References:
1. https://numpy.org/doc/stable/
2. https://numpy.org/doc/stable/reference/index.html#reference
3. https://www.learndatasci.com/tutorials/applied-introduction-to-numpy-python-tutorial/
4. https://www.analyticsvidhya.com/blog/2020/04/the-ultimate-numpy-tutorial-for-data-science-beginners/
5. https://jakevdp.github.io/PythonDataScienceHandbook/02.00-introduction-to-numpy.html
6. https://www.dataquest.io/blog/numpy-tutorial-python/
7. https://github.com/rougier/numpy-100
8. https://github.com/santoshswansi/Data-Analysis-With-Python/blob/main/NUMPY%20MODULE.ipynb
9. https://github.com/nrbnbs/Python_libraries/blob/main/PythonLibraries.ipynb

## NumPy Tutorial based on Official [Documentation of Numpy](https://numpy.org/doc/stable/) 

### NumPy is a short form of <u>Num</u>erical <u>Py</u>thon

- NumPy is the [fundamental library for scientific computing](https://numpy.org/doc/stable/) in Python. 
- It provides a **multidimensional array object**, various **derived objects** (such as masked arrays and matrices), and an many **routines** for fast operations on arrays, including mathematical, logical, shape manipulation, sorting, selecting, I/O, discrete Fourier transforms, basic linear algebra, basic statistical operations, random simulation and much more.
- At the core of the NumPy package, is the ndarray object. This encapsulates n-dimensional arrays of homogeneous data types, with many operations being performed in compiled code for performance. NumPy fully supports an object-oriented approach, starting, with the class "ndarray". 

**Differences between ndarrays and python sequences:**

1. NumPy arrays have a fixed size at creation, unlike Python lists (which can grow dynamically). Changing the size of an ndarray will create a new array and delete the original.

2. All elements in NumPy array need to be of same datatype hence of same size in memory.
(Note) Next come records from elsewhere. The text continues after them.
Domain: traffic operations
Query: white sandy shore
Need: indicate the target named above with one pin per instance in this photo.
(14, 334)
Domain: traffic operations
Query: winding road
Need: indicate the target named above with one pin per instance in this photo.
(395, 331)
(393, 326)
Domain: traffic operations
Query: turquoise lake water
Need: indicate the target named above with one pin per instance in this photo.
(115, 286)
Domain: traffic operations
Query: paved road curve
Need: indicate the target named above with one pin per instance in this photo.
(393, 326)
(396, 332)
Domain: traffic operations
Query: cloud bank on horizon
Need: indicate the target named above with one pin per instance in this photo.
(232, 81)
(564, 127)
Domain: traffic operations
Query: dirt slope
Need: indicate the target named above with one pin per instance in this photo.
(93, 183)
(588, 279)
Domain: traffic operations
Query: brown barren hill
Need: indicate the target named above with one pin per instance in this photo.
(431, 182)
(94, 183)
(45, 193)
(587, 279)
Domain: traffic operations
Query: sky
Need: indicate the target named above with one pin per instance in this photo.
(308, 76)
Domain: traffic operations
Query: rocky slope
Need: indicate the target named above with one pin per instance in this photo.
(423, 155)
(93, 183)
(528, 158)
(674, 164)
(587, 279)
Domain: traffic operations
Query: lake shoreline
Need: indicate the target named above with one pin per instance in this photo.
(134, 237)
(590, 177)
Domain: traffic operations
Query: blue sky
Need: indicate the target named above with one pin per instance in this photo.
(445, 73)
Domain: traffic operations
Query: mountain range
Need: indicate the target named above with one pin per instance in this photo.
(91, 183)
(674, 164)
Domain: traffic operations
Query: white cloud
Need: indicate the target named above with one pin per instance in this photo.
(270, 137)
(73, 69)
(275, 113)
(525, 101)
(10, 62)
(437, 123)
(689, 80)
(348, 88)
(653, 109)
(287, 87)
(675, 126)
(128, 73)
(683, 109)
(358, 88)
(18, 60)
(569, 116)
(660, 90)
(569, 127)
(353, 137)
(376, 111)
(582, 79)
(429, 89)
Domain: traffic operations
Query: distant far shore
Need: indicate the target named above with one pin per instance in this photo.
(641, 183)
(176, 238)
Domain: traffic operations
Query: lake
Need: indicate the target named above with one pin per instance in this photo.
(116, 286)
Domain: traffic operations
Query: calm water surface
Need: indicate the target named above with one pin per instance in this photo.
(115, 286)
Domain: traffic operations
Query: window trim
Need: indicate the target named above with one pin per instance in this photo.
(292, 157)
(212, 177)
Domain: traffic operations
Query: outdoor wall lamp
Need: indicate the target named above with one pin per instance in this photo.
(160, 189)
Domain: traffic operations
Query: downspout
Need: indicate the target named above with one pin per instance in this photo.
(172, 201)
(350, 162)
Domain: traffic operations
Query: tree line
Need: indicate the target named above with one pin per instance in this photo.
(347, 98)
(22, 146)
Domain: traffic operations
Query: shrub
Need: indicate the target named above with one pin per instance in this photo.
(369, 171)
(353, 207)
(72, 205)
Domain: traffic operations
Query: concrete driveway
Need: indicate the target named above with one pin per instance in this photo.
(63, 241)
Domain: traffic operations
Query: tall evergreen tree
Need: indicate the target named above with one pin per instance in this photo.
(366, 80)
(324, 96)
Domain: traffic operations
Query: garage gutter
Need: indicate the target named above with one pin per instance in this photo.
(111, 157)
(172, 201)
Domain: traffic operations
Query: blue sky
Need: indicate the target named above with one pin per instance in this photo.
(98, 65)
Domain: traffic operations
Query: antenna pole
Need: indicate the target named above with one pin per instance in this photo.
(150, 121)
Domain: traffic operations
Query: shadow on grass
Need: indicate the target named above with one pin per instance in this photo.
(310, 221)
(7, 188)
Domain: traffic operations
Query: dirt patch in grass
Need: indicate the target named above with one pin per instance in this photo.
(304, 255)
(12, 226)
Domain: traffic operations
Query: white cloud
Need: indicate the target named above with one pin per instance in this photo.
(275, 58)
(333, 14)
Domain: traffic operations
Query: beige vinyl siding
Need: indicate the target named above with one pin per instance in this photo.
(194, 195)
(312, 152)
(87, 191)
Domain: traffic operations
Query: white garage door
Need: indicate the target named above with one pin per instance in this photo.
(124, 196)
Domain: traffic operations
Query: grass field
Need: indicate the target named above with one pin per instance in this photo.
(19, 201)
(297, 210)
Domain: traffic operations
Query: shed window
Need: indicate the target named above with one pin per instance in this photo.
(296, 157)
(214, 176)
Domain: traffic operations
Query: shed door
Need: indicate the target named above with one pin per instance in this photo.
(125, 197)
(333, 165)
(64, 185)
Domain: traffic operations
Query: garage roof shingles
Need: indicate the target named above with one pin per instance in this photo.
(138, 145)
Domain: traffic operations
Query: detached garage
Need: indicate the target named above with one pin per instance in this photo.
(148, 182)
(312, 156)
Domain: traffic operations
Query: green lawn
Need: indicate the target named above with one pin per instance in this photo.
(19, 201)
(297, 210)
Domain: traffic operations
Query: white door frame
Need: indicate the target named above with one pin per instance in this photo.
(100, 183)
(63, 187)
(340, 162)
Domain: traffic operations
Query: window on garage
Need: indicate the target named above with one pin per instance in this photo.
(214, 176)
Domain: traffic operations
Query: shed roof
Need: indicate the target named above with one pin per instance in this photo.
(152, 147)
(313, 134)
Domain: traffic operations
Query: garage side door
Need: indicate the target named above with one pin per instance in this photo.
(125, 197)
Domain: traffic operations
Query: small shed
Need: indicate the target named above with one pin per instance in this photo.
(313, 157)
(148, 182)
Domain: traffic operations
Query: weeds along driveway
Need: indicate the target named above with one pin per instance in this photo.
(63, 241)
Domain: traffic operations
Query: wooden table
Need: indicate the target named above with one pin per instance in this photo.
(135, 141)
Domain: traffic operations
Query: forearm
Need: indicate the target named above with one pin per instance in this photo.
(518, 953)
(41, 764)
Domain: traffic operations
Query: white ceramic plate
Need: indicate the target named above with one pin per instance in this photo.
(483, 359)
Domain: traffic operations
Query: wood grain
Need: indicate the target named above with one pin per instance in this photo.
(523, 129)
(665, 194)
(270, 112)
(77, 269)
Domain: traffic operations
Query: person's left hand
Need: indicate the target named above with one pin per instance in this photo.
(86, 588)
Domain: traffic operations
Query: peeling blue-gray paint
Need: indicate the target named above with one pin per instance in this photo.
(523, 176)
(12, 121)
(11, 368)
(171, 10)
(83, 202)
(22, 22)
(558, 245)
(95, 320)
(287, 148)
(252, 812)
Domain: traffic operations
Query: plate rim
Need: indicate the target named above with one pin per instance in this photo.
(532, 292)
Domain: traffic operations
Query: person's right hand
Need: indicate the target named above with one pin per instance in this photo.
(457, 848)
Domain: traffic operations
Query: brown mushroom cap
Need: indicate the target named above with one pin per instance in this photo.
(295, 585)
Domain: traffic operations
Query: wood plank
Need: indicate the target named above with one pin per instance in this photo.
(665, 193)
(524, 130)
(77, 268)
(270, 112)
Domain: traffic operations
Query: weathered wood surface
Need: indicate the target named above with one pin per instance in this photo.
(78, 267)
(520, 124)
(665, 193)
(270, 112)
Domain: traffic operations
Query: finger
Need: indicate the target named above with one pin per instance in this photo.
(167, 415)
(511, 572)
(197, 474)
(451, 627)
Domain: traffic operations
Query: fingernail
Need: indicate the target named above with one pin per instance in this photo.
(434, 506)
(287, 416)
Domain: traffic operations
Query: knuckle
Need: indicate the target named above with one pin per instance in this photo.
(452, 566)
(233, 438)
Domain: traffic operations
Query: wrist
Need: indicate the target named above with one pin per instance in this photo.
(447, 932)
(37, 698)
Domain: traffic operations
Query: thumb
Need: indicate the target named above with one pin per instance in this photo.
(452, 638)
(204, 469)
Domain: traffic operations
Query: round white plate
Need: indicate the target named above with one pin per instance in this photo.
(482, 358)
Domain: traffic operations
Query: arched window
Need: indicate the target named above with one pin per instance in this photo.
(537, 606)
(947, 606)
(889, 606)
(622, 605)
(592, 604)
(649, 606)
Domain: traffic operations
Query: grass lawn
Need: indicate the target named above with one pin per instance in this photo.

However, a NumPy array of Python objects can have different sized objects. 

3. Operations on NumPy arrays are faster.

4. Many advanced scientific and mathematical python packages use NumPy arrays for efficient data manipulation. 



**Why is NumPy Fast?**

NumPy is fast due to **Vectorization**. 
Vectorization means that the user code does not have to use any explicit looping, indexing, etc.. The loops and indexing takes place behind the scenes in pre-compiled C code. Thus user code is more readable, concise and less prone to bugs.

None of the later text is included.